A impressão que fica é que Manfredini luta apenas como um herdeiro interessado no dinheiro que a banda ainda pode render, sem nenhuma preocupação com a obra do Legião Urbana em si. Ele tem o direito comercial sobre a marca? Sim, porque herdou a empresa do pai e os bens associados a essa pessoa jurídica. Isso não significa que ele tenha direito sobre o que o Legião Urbana representa do ponto de vista cultural, subjetivo ou artístico.

Os dois músicos remanescentes não podem apagar carreiras nas quais investiram décadas de trabalho apenas porque alguém quer lucrar sozinho. O sucesso da Legião não vem apenas por causa de Renato, mas graças a Dado e Bonfá.
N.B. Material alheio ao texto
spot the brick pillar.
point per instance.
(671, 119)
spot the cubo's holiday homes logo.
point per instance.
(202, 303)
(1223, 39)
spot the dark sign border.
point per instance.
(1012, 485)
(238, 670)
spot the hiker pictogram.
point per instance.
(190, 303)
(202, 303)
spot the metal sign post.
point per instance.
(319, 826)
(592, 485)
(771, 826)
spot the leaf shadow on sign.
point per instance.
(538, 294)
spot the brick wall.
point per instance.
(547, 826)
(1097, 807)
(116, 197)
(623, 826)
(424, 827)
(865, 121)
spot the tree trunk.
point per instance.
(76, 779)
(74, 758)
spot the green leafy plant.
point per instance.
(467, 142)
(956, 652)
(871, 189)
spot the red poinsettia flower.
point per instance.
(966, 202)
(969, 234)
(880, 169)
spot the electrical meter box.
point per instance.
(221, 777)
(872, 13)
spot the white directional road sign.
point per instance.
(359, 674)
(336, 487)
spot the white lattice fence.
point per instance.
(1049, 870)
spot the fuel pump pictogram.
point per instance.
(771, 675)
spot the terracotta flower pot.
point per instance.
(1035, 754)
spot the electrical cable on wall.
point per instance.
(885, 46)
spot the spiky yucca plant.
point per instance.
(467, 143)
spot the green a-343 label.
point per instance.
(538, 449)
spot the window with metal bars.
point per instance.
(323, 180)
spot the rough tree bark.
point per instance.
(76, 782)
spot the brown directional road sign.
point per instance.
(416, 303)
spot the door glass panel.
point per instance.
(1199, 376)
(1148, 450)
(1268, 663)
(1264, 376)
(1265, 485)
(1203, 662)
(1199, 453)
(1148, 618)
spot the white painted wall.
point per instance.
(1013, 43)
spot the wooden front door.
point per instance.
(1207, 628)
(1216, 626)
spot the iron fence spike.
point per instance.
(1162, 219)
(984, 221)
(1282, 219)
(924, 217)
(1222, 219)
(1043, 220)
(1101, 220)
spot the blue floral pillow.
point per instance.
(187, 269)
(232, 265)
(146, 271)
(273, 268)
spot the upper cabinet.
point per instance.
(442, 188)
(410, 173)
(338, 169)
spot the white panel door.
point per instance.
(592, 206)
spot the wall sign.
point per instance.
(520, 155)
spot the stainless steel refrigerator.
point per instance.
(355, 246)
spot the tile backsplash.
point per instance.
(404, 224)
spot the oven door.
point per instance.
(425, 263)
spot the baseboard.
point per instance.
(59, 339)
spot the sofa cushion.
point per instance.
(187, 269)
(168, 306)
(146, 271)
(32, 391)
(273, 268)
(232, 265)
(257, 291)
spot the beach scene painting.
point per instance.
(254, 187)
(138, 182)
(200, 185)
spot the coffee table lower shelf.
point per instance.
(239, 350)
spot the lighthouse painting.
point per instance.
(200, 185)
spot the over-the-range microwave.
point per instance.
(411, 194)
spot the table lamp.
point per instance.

Seria um paradoxo: os músicos, por meio de suas gravações, seguem contribuindo para manter a banda viva, mas estavam impedidos de informar isso ao público que ainda quer vê-los no palco.

Pelo bom senso, o correto seria que a decisão sobre os limites de cada parte envolvida tivesse sido tomada de comum acordo. A decisão de judicializar a questão é uma vergonha: Renato Russo, Dado e Bonfá eram punks de Brasília, jovens contra o sistema e com o país que, infelizmente, ainda é o mesmo cantado na letra contundente de “Que País é Esse”.

Deixar que advogados e juízes determinem o futuro de um grupo quando dois terços dele ainda estão vivos é um desrespeito à memória de Renato Russo. Uma coisa é receber uma compensação financeira pelos direitos do uso dessa marca, algo justo. Manfredini é, sim, o herdeiro. Seria até justo que a porcentagem dessa divisão fosse maior, uma vez que Renato era o principal compositor da banda. Isso, no entanto, já é regrado pelas leis de direitos autorais e conexos.

Exigir a visão simplista aplicada no universo das “marcas e patentes” é fora de propósito porque música não é algo feito em linha de montagem, como um produto em que esse tipo de discussão faz sentido.

Mesmo durante esse processo, Dado e Bonfá seguiram com suas vidas. Acredito, no entanto, que essa vitória era uma questão de honra. Ao lado do vocalista Andre Frateschi, planejavam homenagear a em turnês comemorativas quando foram impedidos pela ação de Manfredini.

Dado é um artista consagrado: faz trilhas sonoras – compôs recentemente a música para a série “Bom Dia, Verônica, disponível na Netflix –, tem um selo independente, RockIt, e acaba de lançar a faixa “Return the Gift” em um tributo à banda Gang of Four ao lado de grandes nomes internacionais como Flea (Red Hot Chili Peppers), Tom Morello (Rage Against the Machine) e Serj Tankian (System of a Down).

Marcelo Bonfá lançou bem-sucedidos álbuns solo, como “O Barco Além do Sol” e “Mobile”, e se dedica à produção da cachaça orgânica “Perfeição” em sua fazenda em Minas Gerais.

Embora seja óbvio dizer isso, a justiça acerta em concedê-los o direito de ser quem são, sem precisar pedir autorização a ninguém. Dado Villa-Lobos e Marcelo Bonfá serão eternos legionários. Já Manfredini podia tentar escrever músicas em vez de brigar pela herança do pai. Será?